Updated

With security tighter than ever, NASA began the countdown late Monday for this week's launch of space shuttle Endeavour on a space station delivery mission.

Even more surveillance and safeguards will be in place by the time Endeavour is fueled and seven astronauts are on board for Thursday's liftoff. It will be the first space shuttle mission conducted while the country is at war.

Forecasters say there is a 60 percent chance the weather will cooperate for the 7:41 p.m. launch. Rain and thunderstorms are the main concerns. The weather is expected to improve dramatically Friday.

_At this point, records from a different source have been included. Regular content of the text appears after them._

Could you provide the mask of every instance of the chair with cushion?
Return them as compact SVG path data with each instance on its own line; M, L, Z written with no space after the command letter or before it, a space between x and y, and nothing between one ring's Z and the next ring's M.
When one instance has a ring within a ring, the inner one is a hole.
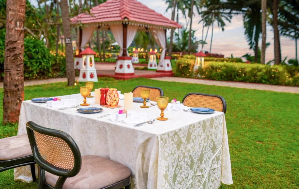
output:
M149 98L151 101L156 102L157 101L157 97L163 95L163 91L160 88L140 85L134 88L132 91L132 92L133 93L133 97L141 97L140 96L140 89L145 88L150 90Z
M190 107L212 108L225 114L226 103L223 97L219 95L197 92L186 95L182 101L183 104Z
M107 158L81 156L68 134L32 121L26 129L33 156L39 165L39 188L131 188L131 170Z
M30 165L35 182L36 163L27 135L0 139L0 172Z

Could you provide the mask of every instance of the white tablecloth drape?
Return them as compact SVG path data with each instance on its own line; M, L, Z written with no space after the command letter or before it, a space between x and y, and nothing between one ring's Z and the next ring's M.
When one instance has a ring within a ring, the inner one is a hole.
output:
M77 104L83 101L80 94L60 97L75 98ZM94 104L94 98L87 100L89 107L101 107ZM120 104L123 105L123 101ZM159 116L157 106L141 109L140 105L133 103L134 110L146 113L148 119ZM119 109L103 108L101 113L84 114L76 108L59 111L24 101L18 135L26 133L29 121L66 132L82 155L103 156L130 168L134 188L218 188L221 182L232 183L223 112L202 115L166 111L168 120L136 127L107 118L97 118ZM29 167L15 169L15 179L31 181Z

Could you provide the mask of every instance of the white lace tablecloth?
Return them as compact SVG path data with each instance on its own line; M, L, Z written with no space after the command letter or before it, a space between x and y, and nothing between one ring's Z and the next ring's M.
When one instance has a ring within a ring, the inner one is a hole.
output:
M60 97L75 98L77 104L83 101L79 94ZM88 107L102 107L94 104L94 98L87 100L91 105ZM119 104L123 102L121 100ZM147 113L149 120L159 117L156 106L142 109L141 105L133 102L134 109ZM107 117L97 118L120 109L102 108L102 113L86 114L78 112L77 108L59 111L24 101L18 134L26 133L29 121L64 131L74 139L82 155L103 156L130 168L134 188L218 188L221 182L232 184L223 112L165 111L168 120L136 127ZM15 180L31 181L30 167L15 169Z

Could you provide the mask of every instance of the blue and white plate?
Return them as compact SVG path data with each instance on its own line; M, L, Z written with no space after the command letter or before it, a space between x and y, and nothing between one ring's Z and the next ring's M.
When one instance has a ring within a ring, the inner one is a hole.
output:
M192 108L190 110L194 113L202 114L209 114L215 111L215 110L207 108Z
M100 108L82 108L77 110L77 111L83 114L94 114L102 111L103 109Z
M54 99L52 98L42 97L40 98L32 98L31 99L31 101L34 102L36 102L36 103L44 103L45 102L46 102L47 101L49 101L53 100L54 100Z
M146 102L150 100L149 98L146 99ZM143 99L141 97L133 97L133 102L143 102Z

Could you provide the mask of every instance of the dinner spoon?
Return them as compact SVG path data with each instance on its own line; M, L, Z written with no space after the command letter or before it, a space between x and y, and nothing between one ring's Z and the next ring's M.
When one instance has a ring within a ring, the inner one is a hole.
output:
M140 127L140 126L143 125L144 124L146 123L147 123L149 124L151 124L154 122L156 120L154 119L153 120L150 120L149 121L145 121L144 122L143 122L142 123L138 123L138 124L136 124L136 125L134 125L134 127Z

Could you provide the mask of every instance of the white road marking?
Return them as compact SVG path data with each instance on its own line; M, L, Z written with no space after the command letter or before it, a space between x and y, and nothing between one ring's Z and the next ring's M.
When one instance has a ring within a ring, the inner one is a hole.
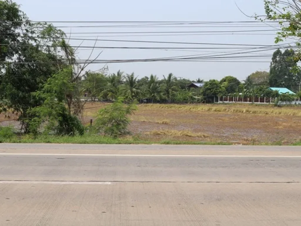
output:
M194 157L235 158L301 158L301 155L127 155L110 154L46 154L40 153L0 153L0 155L36 155L54 156L104 156L116 157Z
M1 184L87 184L95 185L109 185L112 184L111 182L101 182L98 181L18 181L2 180Z

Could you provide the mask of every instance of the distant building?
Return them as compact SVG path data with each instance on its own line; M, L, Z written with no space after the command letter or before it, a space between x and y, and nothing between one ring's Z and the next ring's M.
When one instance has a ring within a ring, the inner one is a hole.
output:
M283 93L288 93L289 94L296 94L293 92L292 92L287 88L278 88L275 87L270 87L270 89L272 90L277 90L278 91L279 94L282 94Z
M204 83L194 82L188 86L189 88L201 88L203 87L205 84Z

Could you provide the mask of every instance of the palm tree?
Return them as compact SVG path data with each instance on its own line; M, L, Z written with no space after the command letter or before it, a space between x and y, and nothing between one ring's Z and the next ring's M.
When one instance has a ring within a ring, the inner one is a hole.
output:
M113 73L108 76L107 85L101 92L101 96L112 100L117 99L120 94L120 86L124 78L123 74L119 70L116 74Z
M177 87L174 85L174 82L176 78L172 73L168 75L167 78L163 75L164 78L163 81L164 83L164 93L166 96L166 99L169 103L171 101L171 96L172 93L175 91Z
M136 99L142 93L137 82L137 77L134 72L126 76L126 81L122 88L123 95L127 100L132 101Z
M158 80L157 76L152 74L147 84L145 93L147 98L151 99L152 103L154 99L159 100L161 98L160 87Z
M197 80L197 81L196 82L197 83L202 83L204 82L204 80L201 79L200 79L200 78L199 78Z

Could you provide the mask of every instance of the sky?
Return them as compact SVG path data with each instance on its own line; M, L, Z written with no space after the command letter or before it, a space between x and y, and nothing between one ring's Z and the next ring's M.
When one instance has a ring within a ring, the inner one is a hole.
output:
M112 0L15 0L21 5L21 9L34 21L254 21L239 10L236 5L246 14L252 15L255 13L262 14L264 12L263 0L215 0L205 1L195 0L153 0L127 1ZM55 25L70 26L82 24L54 24ZM89 25L91 25L91 24ZM93 25L93 24L92 24ZM74 33L82 32L114 32L130 31L177 31L231 30L236 29L269 29L270 28L197 27L187 28L64 28L66 33ZM153 29L153 30L152 30ZM182 29L182 30L181 30ZM185 30L186 29L186 30ZM248 44L275 45L274 32L257 32L262 35L210 35L114 37L99 37L116 40L142 40L173 42L197 42L210 43L235 43ZM82 36L83 35L78 35ZM87 36L91 35L87 35ZM95 35L94 35L94 36ZM87 38L93 39L95 38ZM72 40L70 44L78 45L81 41ZM83 45L93 46L94 42L85 41ZM131 47L159 47L162 49L166 47L187 46L171 44L116 42L99 41L99 46L127 46ZM191 45L191 47L196 46ZM199 46L197 46L199 47ZM203 46L212 47L212 46ZM225 47L225 46L224 46ZM80 49L78 56L81 59L87 59L90 50ZM96 57L101 50L97 49L92 54L92 58ZM196 54L211 54L218 53L208 52L228 52L231 50L195 50L189 51L163 49L108 49L103 50L99 59L145 59L154 58L171 57ZM201 52L201 51L206 51ZM265 52L271 55L272 52ZM263 61L259 59L259 60ZM265 60L269 60L268 59ZM172 73L178 77L192 80L200 78L205 80L211 79L220 80L225 76L231 75L240 80L244 79L248 75L257 70L269 70L268 62L257 63L225 62L216 61L213 62L147 62L111 64L108 65L110 73L119 70L127 73L134 72L139 77L156 75L162 78L163 75ZM103 64L93 64L89 69L96 71L102 68Z

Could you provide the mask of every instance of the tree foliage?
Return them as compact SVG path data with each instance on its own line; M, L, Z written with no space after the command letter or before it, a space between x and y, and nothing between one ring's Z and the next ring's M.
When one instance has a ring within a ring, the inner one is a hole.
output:
M235 93L240 83L239 80L235 77L230 76L223 78L219 83L228 94Z
M167 102L170 102L172 96L174 92L177 89L177 87L175 85L176 78L172 73L169 74L168 76L165 77L163 76L163 90L164 95L166 98Z
M222 86L218 80L215 79L205 82L202 90L203 96L207 99L210 97L222 96L225 92L225 88Z
M119 98L112 105L99 111L94 127L95 131L113 137L129 133L129 116L133 113L136 106L135 102L124 104L124 101L123 98Z
M48 79L41 91L35 93L43 100L40 105L29 109L27 113L30 131L37 134L44 125L45 132L57 135L83 134L84 129L75 115L66 108L67 96L75 88L70 82L70 68L66 68Z
M137 77L135 77L134 72L131 74L128 74L125 77L125 81L122 89L123 96L126 100L137 100L141 96L142 92L137 82Z
M294 55L292 49L286 49L283 52L278 49L274 52L270 66L270 86L296 90L301 77L299 72L293 70L297 66L293 59Z
M249 75L247 81L252 84L268 86L269 77L269 72L257 71Z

Endeavour will drop off one Russian cosmonaut and two American astronauts at the international space station, and bring back the three men who have been living there since August.

The next space station team -- commander Yuri Onufrienko and Carl Walz and Daniel Bursch -- will remain on board until May. They will be the fourth crew to inhabit the orbiting outpost.

The shuttle also will take up station supplies and science experiments, and carry more than 6,000 U.S. flags in tribute to all those killed by terrorists on Sept. 11 in New York, Washington and Pennsylvania.

Following Endeavour's 11-day mission, the small flags will be mounted on certificates and presented to families of the victims and survivors of the tragedy.

Also flying on Endeavour: New York City police badges and patches in honor of officers who died at the World Trade Center, and a New York Fire Department flag and poster showing the slain firefighters.